The main pieces are:

- `TGameRunnerThread` owns the running game and calls the orchestrator/engines.
- The GUI starts/stops games and receives snapshots through `TThread.Synchronize`.
- Engine stdout callbacks call `RuntimeLog`, which publishes snapshots.
- Stop requests are now “soft interrupts”: GUI calls `Runner.RequestStop`, which sets `Terminate` and asks engines to break waits, but the runner thread performs real cleanup.
- Shared data is protected in a few places with critical sections: DXP socket, Hub line buffer, engine state log, runner log.

So communication is currently:

```text
GUI -> runner:
direct method calls / flags
Runner.RequestStop
Runner.Paused := ...
Runner.ShowStdout := ...

runner -> GUI:
Synchronize(@DeliverSnapshot)

engine/process callbacks -> runner:
direct OnLog callback
```

That works, but it is still more ad hoc than a proper actor/message-queue model.

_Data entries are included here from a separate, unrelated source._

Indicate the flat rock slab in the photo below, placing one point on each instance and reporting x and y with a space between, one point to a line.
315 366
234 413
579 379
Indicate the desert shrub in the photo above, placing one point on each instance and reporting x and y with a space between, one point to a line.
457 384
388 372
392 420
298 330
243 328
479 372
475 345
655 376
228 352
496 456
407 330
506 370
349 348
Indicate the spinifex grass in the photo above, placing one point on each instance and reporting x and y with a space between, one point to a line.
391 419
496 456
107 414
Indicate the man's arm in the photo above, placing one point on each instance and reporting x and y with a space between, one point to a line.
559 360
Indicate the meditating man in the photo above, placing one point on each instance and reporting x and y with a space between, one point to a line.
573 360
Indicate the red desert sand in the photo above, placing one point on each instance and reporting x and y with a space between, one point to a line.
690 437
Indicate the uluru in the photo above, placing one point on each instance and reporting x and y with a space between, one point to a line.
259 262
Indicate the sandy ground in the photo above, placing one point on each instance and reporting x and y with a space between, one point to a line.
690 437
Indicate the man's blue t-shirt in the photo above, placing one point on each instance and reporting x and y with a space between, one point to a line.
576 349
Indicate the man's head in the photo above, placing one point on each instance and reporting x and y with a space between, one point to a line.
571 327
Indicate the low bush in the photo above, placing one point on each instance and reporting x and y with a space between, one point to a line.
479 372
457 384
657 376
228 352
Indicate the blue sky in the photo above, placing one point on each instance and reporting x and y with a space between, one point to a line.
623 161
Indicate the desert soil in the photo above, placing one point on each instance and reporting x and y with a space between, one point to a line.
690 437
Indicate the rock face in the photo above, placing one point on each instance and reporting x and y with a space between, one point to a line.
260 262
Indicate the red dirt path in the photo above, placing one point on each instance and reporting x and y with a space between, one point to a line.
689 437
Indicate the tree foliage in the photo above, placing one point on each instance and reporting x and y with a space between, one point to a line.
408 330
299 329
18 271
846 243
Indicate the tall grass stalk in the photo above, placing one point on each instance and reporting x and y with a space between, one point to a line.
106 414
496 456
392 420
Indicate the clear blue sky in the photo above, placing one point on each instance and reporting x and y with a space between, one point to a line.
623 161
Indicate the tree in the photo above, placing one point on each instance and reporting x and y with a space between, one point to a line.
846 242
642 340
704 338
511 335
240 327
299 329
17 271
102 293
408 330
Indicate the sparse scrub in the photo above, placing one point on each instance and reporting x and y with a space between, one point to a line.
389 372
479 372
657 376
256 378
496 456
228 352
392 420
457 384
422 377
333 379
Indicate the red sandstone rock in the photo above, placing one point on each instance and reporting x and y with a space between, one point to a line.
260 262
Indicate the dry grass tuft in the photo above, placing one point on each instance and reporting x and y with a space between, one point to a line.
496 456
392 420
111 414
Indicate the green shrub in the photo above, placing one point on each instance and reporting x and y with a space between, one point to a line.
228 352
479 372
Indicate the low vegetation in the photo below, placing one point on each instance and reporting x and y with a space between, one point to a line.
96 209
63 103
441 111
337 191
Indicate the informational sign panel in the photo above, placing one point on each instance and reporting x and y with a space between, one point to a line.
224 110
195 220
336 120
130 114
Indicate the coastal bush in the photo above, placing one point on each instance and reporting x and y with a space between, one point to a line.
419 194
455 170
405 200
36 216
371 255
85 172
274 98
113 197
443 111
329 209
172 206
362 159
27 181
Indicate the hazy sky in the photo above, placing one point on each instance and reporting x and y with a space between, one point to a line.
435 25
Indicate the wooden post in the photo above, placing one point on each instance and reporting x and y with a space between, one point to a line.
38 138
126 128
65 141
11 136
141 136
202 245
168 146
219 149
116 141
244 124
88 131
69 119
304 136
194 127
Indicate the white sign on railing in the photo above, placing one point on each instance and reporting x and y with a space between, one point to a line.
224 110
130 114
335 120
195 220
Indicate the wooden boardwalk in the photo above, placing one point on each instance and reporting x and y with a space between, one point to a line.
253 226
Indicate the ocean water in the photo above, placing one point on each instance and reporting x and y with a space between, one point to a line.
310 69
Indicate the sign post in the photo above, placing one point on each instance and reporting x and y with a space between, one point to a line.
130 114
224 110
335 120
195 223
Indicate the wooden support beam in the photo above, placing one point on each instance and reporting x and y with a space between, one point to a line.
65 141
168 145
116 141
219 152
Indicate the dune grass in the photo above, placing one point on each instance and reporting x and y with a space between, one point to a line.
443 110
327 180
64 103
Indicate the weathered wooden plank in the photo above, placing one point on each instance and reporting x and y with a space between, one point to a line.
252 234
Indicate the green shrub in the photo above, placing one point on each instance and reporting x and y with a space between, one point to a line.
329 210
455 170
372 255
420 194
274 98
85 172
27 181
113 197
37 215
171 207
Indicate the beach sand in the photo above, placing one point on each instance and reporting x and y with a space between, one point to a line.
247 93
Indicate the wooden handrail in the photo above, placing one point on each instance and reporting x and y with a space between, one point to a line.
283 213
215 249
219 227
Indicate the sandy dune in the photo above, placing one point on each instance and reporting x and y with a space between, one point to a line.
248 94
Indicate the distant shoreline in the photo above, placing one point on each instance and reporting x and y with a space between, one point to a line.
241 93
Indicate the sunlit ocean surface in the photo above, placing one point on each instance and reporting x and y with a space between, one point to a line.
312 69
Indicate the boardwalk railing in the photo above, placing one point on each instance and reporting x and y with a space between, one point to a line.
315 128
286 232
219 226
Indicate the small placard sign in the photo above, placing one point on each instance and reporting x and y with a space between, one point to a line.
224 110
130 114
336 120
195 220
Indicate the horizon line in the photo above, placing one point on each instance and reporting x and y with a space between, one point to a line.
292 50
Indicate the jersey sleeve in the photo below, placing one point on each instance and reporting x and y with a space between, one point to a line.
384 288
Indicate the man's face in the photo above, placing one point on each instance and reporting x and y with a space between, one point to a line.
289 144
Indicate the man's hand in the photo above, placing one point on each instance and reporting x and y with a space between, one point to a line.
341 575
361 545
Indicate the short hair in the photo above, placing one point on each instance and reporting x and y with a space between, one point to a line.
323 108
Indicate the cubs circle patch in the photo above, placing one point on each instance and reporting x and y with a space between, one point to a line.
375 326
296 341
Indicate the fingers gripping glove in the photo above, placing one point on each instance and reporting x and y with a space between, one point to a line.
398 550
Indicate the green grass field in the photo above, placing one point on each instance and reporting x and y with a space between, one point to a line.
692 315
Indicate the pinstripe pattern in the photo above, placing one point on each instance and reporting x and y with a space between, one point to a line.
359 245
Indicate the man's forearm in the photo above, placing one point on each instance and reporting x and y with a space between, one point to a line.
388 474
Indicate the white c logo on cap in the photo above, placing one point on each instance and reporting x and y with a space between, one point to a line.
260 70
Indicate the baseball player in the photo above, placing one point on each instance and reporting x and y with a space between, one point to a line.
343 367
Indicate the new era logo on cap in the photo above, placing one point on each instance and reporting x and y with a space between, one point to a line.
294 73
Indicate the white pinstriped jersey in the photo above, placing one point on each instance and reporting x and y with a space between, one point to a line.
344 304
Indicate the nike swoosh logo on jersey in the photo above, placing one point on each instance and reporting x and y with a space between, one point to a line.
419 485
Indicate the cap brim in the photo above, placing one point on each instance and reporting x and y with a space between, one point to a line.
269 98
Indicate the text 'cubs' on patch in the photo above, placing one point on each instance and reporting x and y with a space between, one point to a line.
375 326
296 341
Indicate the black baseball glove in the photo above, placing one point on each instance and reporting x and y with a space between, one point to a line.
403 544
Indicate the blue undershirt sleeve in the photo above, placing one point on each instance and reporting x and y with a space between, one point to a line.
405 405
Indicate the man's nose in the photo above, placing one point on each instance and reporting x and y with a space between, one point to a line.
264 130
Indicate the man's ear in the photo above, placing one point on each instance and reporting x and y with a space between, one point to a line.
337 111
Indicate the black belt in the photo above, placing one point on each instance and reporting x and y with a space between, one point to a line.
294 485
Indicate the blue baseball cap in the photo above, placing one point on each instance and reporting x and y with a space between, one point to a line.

Your message-queue approach would be cleaner for this project. The natural shape would be:

```text
GUI thread
sends commands:
StartGame
StopGame
PauseGame
ResumeGame
ShowStdout

Runner/orchestrator thread
owns:
orchestrator
engines
clocks
game state
engine state machines

receives commands from queue
emits events/snapshots:
SnapshotUpdated
LogLine
GameFinished
EngineStateChanged
```

Then we avoid direct cross-thread state mutation. The GUI never calls engine/orchestrator methods directly; it only posts commands. The runner never directly modifies GUI state; it posts snapshots/events back.

I think that is the better long-term architecture, especially now that we have Hub, DXP, tournament scheduling, pause/stop, clocks, and parallel games. Our current patching has made the direct-call model safer, but message queues would make the ownership boundaries much clearer.